Его глаза стали жалкими.
— Все копчено. Все кончено, — простонал король.
В комнату торопливо вбежал Кранмер. Генрих посмотрел на своего любимого министра, но говорить с ним уже не мог.
Архиепископ встал на колени у кровати и взял руку повелителя в свою.
— Ваше величество, любимый мой повелитель, дайте мне знак. Покажите мне, что вы надеетесь получить из рук Христа спасение.
Но глаза Генриха неподвижно смотрели в потолок.
Кранмер пришел слишком поздно.
* * *
В личных покоях короля в огромном гробу лежало тело Генриха. Пять дней в этой комнате горели свечи и служили мессы, служба не прерывалась ни на минуту и возносились молитвы за спасение его души.
На шестой день огромный гроб поставили на катафалк, украшенный восемью конусами, гербами и алыми флагами, на которых золотом были вышиты фигуры святых.
Зазвучали погребальные песни, и похоронная процессия отправилась в Виндзор, где готовили часовню, в которой должно было быть погребено королевское тело.
А что же люди, которые должны были оплакивать его?
У Катарины словно гора с плеч свалилась. Топор, который почти четыре года висел над ее головой, вдруг исчез. Она была совсем еще молодой женщиной, которая не знала, что такое счастливый брак.
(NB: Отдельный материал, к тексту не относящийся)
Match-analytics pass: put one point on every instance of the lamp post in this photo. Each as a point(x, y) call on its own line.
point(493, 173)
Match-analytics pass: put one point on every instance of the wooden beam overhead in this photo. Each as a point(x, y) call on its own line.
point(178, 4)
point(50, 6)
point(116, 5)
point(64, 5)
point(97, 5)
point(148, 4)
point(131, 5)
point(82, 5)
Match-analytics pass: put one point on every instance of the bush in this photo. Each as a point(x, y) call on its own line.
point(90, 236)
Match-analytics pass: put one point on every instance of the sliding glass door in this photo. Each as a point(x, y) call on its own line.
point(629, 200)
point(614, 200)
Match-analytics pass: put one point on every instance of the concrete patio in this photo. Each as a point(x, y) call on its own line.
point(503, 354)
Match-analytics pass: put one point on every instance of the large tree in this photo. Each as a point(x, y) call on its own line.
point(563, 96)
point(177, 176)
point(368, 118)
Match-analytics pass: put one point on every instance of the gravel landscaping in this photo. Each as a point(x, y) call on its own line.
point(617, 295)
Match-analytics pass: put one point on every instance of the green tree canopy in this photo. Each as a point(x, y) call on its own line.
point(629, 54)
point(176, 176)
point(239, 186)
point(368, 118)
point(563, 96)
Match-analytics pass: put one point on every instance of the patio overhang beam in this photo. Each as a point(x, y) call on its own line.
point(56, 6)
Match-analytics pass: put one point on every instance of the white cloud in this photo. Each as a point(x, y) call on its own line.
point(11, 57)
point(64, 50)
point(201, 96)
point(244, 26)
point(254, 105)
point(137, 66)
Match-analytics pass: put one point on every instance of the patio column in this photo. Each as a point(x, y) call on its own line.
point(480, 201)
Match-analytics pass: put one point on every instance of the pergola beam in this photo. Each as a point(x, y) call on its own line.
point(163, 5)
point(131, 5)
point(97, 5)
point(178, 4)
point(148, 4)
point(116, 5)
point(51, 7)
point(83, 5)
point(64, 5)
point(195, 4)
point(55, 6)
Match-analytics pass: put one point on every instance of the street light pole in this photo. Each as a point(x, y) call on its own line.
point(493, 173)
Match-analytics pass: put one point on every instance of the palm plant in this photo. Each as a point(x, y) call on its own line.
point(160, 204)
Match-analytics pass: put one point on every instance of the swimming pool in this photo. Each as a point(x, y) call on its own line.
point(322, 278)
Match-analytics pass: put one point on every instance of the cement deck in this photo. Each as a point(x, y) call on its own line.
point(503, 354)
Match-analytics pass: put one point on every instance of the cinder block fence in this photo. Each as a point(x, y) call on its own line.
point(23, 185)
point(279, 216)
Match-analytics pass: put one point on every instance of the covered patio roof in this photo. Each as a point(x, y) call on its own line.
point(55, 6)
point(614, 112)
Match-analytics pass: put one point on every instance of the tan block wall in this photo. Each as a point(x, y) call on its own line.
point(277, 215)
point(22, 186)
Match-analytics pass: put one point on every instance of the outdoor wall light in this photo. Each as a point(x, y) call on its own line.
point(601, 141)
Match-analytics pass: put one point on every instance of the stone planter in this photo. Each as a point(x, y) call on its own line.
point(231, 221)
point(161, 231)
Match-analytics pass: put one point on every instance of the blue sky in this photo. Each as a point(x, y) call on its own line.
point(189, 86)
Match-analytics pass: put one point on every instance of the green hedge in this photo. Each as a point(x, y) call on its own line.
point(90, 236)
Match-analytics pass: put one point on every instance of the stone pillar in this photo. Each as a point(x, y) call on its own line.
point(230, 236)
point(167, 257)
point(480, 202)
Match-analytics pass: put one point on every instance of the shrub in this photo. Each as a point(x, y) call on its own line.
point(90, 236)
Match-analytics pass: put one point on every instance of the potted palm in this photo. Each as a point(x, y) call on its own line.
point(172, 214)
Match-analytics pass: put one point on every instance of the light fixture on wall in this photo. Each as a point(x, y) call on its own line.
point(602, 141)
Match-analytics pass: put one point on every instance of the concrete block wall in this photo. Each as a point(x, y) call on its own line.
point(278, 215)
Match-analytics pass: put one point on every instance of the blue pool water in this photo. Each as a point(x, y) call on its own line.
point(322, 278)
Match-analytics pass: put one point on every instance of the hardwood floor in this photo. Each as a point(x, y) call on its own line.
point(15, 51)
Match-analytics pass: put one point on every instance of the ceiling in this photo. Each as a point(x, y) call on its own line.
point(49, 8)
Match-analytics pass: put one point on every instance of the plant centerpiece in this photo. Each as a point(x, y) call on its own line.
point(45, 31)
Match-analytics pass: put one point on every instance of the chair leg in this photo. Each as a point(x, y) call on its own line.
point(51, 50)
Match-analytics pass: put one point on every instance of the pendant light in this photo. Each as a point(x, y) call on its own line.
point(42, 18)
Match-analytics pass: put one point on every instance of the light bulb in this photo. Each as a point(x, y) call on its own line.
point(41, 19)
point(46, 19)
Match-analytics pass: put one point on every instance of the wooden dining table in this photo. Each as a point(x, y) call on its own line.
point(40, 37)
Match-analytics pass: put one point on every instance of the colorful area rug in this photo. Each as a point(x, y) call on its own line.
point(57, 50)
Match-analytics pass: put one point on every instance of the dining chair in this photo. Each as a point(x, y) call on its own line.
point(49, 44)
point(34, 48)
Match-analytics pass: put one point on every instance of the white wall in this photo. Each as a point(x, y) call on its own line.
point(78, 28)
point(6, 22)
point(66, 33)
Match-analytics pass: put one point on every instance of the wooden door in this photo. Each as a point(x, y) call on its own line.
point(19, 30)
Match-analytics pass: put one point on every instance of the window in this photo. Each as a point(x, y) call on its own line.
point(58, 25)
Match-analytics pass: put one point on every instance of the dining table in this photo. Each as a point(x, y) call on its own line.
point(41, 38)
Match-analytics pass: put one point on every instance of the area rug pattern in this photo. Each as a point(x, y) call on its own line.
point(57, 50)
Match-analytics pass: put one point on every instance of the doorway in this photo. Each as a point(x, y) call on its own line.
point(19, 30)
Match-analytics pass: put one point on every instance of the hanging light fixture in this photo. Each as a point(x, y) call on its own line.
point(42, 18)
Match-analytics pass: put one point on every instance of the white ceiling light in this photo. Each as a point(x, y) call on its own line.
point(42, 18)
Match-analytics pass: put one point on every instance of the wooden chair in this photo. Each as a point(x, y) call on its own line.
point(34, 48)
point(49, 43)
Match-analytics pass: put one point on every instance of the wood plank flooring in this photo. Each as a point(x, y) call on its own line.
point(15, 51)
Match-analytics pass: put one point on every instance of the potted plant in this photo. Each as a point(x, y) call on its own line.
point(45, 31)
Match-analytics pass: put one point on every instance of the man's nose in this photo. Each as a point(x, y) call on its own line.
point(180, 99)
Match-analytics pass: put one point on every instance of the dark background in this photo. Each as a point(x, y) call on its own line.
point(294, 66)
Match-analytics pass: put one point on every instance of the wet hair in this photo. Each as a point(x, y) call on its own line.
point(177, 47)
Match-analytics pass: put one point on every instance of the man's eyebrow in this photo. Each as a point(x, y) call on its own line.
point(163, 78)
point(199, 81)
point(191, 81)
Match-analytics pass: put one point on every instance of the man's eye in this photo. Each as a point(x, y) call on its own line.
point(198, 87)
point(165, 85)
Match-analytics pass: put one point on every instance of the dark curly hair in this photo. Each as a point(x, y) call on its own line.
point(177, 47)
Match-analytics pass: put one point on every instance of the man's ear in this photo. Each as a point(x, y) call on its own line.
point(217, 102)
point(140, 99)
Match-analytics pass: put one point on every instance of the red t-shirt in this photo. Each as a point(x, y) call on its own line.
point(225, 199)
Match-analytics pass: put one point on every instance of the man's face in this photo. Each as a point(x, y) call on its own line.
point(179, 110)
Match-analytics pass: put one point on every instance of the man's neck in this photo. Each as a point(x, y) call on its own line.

Она мечтала о нем и была уже на пороге счастливого замужества с Сеймуром, как вдруг король решил сделать ее своей женой. Эти четыре года показались ей сорока годами, но она сумела уцелеть. Смерть короля спасла ее; и, двигаясь вместе с процессией или усаживаясь в королевскую лодку, Катарина не могла думать ни о ком другом, как только о Томасе, который ждал ее.
В своей камере в Тауэре герцог Норфолкский был доволен не менее королевы, ибо он тоже спасся от смерти, до которой ему оставалось всего несколько часов. Король решил, что Норфолк должен умереть, но вместо этого умер сам, и теперь, без своего повелителя, никто не осмелится уничтожить главу католической партии. Католики были очень сильны, и, чтобы избежать кровавой гражданской войны, надо было действовать с оглядкой на них. Войны не хотел никто — слишком свежа была в памяти ужасная Война Алой и Белой розы. Так что, как и Катарина, Норфолк, чудом избежавший смерти, не мог искренне оплакивать кончину короля.